El resto de los capítulos es un constante debate sobre los mismos cuestionamientos, aunque claro periodista al fin, Armando Ortíz  nos involucra en el mundo de los que viven en el límite de sus instintos, de los rechazados, de los juzgados, de aquellos a los que las autoridades mil veces más corruptas y perversas que ellos, nos enseñaron a mirar como  delincuentes, sin ofrecerles un gramo de piedad, un pedacito de entendimiento.

“Cuentas saldadas” es una historia que NECESITAMOS leer mil veces para comprender la vida de todos aquellos que el estado parió  MUERTOS…  De todos aquellos que no son lo que quieren, mucho menos lo que deben, sino simplemente en lo que les han obligado a convertirse.
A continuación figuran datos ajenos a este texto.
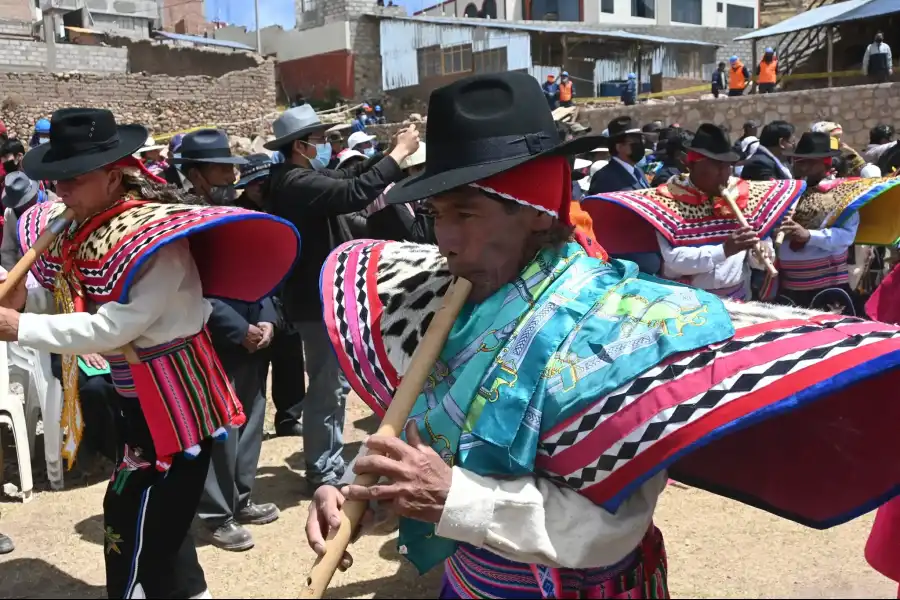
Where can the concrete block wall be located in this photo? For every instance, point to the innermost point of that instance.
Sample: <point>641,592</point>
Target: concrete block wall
<point>857,109</point>
<point>243,101</point>
<point>20,55</point>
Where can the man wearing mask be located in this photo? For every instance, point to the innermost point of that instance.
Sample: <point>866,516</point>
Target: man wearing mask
<point>566,90</point>
<point>768,162</point>
<point>238,331</point>
<point>313,198</point>
<point>878,63</point>
<point>551,91</point>
<point>626,148</point>
<point>362,142</point>
<point>739,77</point>
<point>767,72</point>
<point>813,257</point>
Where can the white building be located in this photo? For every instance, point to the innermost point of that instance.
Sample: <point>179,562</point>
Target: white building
<point>707,13</point>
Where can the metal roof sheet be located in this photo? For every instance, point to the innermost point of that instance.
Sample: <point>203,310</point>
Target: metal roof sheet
<point>549,27</point>
<point>196,39</point>
<point>817,17</point>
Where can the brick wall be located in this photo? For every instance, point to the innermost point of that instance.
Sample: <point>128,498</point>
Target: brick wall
<point>857,109</point>
<point>20,55</point>
<point>164,104</point>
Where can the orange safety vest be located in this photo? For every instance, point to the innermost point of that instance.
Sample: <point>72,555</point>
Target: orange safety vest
<point>768,72</point>
<point>737,81</point>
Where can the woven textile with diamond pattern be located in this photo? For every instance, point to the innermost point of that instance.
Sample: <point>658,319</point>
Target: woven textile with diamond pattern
<point>793,414</point>
<point>626,222</point>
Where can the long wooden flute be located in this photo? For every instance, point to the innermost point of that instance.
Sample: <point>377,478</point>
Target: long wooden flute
<point>730,196</point>
<point>20,270</point>
<point>395,418</point>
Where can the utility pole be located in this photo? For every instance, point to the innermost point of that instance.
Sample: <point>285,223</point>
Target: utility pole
<point>258,32</point>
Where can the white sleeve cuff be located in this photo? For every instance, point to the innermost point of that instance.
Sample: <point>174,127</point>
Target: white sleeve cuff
<point>469,509</point>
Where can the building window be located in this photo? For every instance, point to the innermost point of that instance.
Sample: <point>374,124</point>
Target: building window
<point>643,8</point>
<point>741,16</point>
<point>435,61</point>
<point>490,61</point>
<point>687,11</point>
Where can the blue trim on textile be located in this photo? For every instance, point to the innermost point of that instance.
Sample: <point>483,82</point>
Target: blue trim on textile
<point>220,220</point>
<point>764,232</point>
<point>863,199</point>
<point>833,384</point>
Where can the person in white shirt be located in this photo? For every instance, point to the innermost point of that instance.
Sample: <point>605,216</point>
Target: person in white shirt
<point>813,258</point>
<point>878,63</point>
<point>724,268</point>
<point>126,284</point>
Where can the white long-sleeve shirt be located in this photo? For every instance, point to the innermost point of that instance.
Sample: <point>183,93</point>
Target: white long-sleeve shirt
<point>824,242</point>
<point>165,302</point>
<point>533,521</point>
<point>707,267</point>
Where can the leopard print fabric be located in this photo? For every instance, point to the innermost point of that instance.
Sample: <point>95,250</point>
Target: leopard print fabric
<point>819,209</point>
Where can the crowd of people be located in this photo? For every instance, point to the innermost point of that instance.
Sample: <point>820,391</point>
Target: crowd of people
<point>563,201</point>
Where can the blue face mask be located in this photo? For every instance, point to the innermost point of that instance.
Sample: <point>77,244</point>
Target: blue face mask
<point>323,157</point>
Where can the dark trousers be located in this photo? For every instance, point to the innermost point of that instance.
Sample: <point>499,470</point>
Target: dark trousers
<point>288,380</point>
<point>147,517</point>
<point>229,482</point>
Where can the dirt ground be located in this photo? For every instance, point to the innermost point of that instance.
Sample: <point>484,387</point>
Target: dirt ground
<point>717,548</point>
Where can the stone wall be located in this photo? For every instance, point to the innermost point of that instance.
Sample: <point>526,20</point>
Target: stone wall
<point>857,109</point>
<point>163,104</point>
<point>21,55</point>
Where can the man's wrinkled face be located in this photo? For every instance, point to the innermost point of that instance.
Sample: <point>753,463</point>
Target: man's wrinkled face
<point>90,193</point>
<point>484,240</point>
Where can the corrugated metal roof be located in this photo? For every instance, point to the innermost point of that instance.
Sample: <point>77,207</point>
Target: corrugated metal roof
<point>817,17</point>
<point>196,39</point>
<point>550,28</point>
<point>869,10</point>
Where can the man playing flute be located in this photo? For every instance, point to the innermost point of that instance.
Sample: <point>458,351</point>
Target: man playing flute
<point>128,283</point>
<point>570,385</point>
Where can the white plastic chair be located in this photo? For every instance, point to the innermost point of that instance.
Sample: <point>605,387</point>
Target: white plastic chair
<point>43,400</point>
<point>13,414</point>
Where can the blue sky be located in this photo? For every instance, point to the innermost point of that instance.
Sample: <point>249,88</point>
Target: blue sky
<point>273,12</point>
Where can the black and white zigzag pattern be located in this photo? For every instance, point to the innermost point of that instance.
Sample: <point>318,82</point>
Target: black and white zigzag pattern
<point>732,388</point>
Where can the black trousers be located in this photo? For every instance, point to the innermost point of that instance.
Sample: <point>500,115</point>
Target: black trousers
<point>147,517</point>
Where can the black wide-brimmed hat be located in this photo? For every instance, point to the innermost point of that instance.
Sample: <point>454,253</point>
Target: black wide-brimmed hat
<point>483,125</point>
<point>81,140</point>
<point>712,142</point>
<point>207,146</point>
<point>813,145</point>
<point>18,190</point>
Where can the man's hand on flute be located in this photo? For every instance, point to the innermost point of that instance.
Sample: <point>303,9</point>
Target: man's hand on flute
<point>419,482</point>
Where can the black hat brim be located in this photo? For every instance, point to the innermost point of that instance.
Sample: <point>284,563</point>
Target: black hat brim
<point>811,155</point>
<point>39,164</point>
<point>279,143</point>
<point>222,160</point>
<point>730,157</point>
<point>430,184</point>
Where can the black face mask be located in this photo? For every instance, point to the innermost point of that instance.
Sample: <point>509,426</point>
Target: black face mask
<point>637,152</point>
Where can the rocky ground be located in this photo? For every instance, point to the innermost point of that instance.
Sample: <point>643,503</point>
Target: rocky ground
<point>717,548</point>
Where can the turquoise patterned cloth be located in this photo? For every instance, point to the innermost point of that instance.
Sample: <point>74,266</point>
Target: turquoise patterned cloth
<point>567,332</point>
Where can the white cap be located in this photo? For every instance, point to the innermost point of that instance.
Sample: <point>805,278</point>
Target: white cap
<point>357,138</point>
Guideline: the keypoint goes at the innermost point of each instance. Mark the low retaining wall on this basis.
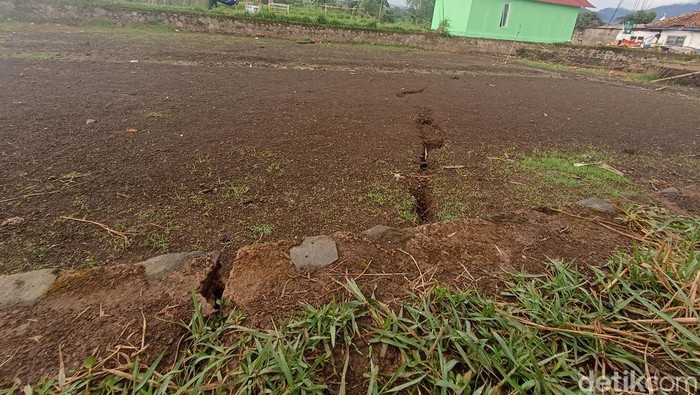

Este capítulo en particular surge de las horas, de los días, de los años,  que Armando Ortíz ha pasado en los reclusorios del estado dando talleres de lectura, conociendo y tratando de reconocer en cada uno de ellos, esa parte  humana que nadie les dio la oportunidad de desarrollar y que cada día tiene que convivir con la otra, con la  bestia capaz de matar sin piedad,   con esa que por décadas gobiernos  corruptos y miserables alimentan en cada uno de ellos y ellas, para definir en donde está el mal.

Dos de ellos Elisa y Hugo, son los personajes de mil rostros, esos que fueron  víctimas primero  de la miseria,  después de la ignorancia,  de la extorsión oficial, y por último de grupos delincuenciales que los reclutan, a ella como prostituta y a él como sicario. Entre ellos está Julián, parte de un triángulo amoroso que no parece pertenecer a los mismos seres que un minuto antes eran capaz de cualquier cosa. Armando Ortíz en esta historia nos recrimina la  indiferencia de  ante el dolor ajeno, ese que de tanto verlo y vivirlo asumimos como parte del paisaje, el de los atrapados y condenados, el de la frustración, la impotencia y las carencias

La dualidad en la que viven, nos hace temerles, sabemos que en otro contexto nos morderían hasta arrancarnos un pedazo… Pero basta un gesto de bondad, para someter al animal que llevan dentro”… concluye  Armando Ortíz en este fascinante, y escalofriante, insustituible  libro que nos regala.

Tal vez la muerte de su hermano tratando de salvar la vida de alguien más, orillo  a Armando Ortíz a escuchar el susurro a veces imperceptible, de la muerte que acecha.  Tal vez fue el hecho de sentir como todos los periodistas críticos en Veracruz, ese miedo que te nace en las entrañas y te paraliza el alma. O  tal vez, fue el don que tiene  para asumir el dolor y la injusticia ajena como propia, lo que lo obligo, después de varios años de no publicar un libro, a escribir este… No importa el motivo, nos deja una obra que le da voz y vida a todos aquellos que tantas veces y por tantas motivos  hemos muerto.